I am twenty, & about to go back
to the war that killed my cousin in Kin Hoa,
which is one more name she can’t pronounce.
I haven’t told her about the dead,
and she won’t ask. She rolls the meat
in flour & pepper & salt, & lays it
in a skillet of oil that spits like a cat.
She cannot save a single boy who carries a gun.
All she can do is feed this one.

 

The poem, “Grandmother, Cleaning a Rabbit,” appears in All That Might Be Done (Carnegie-Mellon University Press, 2014). Used with permission from the author.
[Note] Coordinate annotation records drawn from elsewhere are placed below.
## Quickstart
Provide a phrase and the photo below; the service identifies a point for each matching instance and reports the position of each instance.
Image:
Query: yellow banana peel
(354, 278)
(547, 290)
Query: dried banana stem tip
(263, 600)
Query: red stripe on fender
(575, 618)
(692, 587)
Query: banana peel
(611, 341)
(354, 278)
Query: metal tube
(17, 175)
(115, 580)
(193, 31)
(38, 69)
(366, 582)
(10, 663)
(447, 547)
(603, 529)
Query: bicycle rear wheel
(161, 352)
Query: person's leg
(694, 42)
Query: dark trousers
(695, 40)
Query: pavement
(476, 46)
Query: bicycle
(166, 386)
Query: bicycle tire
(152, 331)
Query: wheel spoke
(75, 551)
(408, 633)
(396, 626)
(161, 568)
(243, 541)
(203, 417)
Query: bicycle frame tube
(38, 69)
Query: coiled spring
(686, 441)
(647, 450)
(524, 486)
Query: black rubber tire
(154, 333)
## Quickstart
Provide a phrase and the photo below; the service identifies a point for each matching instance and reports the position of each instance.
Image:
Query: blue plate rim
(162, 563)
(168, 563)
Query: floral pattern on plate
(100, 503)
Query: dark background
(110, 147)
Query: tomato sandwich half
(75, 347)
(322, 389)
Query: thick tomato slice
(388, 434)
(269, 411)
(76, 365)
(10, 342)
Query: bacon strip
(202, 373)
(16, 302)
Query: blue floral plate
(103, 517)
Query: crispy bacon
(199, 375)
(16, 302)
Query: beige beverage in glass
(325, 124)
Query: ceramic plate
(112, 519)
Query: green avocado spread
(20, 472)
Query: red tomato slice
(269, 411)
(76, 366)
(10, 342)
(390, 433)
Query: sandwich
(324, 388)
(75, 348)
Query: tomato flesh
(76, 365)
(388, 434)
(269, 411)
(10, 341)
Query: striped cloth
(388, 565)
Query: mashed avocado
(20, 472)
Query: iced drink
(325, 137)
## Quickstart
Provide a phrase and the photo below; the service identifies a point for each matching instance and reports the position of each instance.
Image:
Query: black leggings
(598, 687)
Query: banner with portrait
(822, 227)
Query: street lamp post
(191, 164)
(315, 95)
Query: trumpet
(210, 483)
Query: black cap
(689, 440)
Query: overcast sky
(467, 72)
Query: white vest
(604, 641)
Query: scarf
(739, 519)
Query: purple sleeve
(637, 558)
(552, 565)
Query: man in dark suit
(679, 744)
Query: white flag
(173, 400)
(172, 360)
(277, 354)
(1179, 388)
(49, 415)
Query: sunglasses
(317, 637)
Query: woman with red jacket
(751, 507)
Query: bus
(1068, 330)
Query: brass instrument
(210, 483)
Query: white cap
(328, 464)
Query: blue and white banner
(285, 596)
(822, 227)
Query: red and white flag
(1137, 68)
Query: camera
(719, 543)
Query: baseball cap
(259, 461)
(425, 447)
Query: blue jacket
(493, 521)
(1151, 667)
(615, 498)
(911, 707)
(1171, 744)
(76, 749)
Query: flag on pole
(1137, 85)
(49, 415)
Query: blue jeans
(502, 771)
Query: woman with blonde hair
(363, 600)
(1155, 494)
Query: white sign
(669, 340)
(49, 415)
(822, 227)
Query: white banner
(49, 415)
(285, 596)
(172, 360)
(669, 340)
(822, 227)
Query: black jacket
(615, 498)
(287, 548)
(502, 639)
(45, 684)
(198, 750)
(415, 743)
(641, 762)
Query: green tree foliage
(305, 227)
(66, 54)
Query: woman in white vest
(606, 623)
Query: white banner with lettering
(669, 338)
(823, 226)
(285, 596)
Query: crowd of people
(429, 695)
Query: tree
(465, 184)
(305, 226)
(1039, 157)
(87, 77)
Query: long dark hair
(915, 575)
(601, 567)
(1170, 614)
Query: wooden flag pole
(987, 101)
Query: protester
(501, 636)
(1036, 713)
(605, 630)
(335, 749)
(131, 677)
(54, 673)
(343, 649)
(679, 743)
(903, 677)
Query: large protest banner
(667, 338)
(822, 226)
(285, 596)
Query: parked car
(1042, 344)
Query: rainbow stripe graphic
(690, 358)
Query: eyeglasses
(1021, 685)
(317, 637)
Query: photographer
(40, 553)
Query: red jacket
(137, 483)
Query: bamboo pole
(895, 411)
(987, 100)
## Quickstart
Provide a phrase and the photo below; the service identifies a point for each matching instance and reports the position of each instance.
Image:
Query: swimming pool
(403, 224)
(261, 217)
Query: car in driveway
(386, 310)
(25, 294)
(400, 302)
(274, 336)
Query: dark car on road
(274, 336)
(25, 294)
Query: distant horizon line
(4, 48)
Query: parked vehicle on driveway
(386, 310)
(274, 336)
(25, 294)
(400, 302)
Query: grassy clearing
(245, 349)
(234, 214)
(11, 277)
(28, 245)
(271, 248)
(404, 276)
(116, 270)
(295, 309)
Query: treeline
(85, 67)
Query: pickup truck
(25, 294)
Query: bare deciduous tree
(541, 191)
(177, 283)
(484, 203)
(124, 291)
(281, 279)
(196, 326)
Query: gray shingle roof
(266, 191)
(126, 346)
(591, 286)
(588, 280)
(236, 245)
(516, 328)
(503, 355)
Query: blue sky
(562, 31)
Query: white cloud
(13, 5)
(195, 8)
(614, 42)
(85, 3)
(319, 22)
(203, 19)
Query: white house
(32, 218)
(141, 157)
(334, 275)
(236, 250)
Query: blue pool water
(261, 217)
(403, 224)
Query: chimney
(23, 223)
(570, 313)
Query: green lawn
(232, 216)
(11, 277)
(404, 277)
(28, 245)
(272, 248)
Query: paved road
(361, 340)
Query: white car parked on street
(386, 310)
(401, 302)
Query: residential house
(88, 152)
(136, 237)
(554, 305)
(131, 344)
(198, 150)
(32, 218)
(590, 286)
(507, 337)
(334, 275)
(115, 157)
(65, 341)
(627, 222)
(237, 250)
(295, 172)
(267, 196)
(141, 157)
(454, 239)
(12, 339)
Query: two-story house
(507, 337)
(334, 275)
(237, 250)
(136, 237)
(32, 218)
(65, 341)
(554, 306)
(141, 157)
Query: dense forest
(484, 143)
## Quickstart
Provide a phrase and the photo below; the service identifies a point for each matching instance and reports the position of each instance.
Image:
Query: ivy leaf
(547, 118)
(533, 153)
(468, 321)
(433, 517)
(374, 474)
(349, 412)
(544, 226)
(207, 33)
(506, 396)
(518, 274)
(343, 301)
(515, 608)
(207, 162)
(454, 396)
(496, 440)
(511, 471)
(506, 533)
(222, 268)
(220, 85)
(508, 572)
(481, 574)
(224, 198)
Start at the Upper Pond–Rachel Barton

watch the egret pace the backs of cows
in broad daylight stay

until the dark falls like a moth-eaten curtain
stars poking through from the other side see

the nick in the lower crescent of the moon
no bead of blood on my sleeve can explain

salmon swimming upstream for something
final and primal  I haven’t told you

about the dead how their stories wander
in spirals grow lighter as they go higher

re-shape the past around fire cast a line
into the waters of your future how things fit

together like some secret guarded
by the crescent waxing gibbous as a great blue

heron swoops low over the creek you see
before the dog can startle a flash

of the crest the broad span of open wings

 

Rachel Barton:  Though I chose Samuel Green’s poem for its powerful imagery and emotional impact, I did not connect directly to the content; I couldn’t draw from the experience of hunting or killing animals as I had none. So I listed the phrases that I found most compelling and began to weave them together until I found a poem of my own.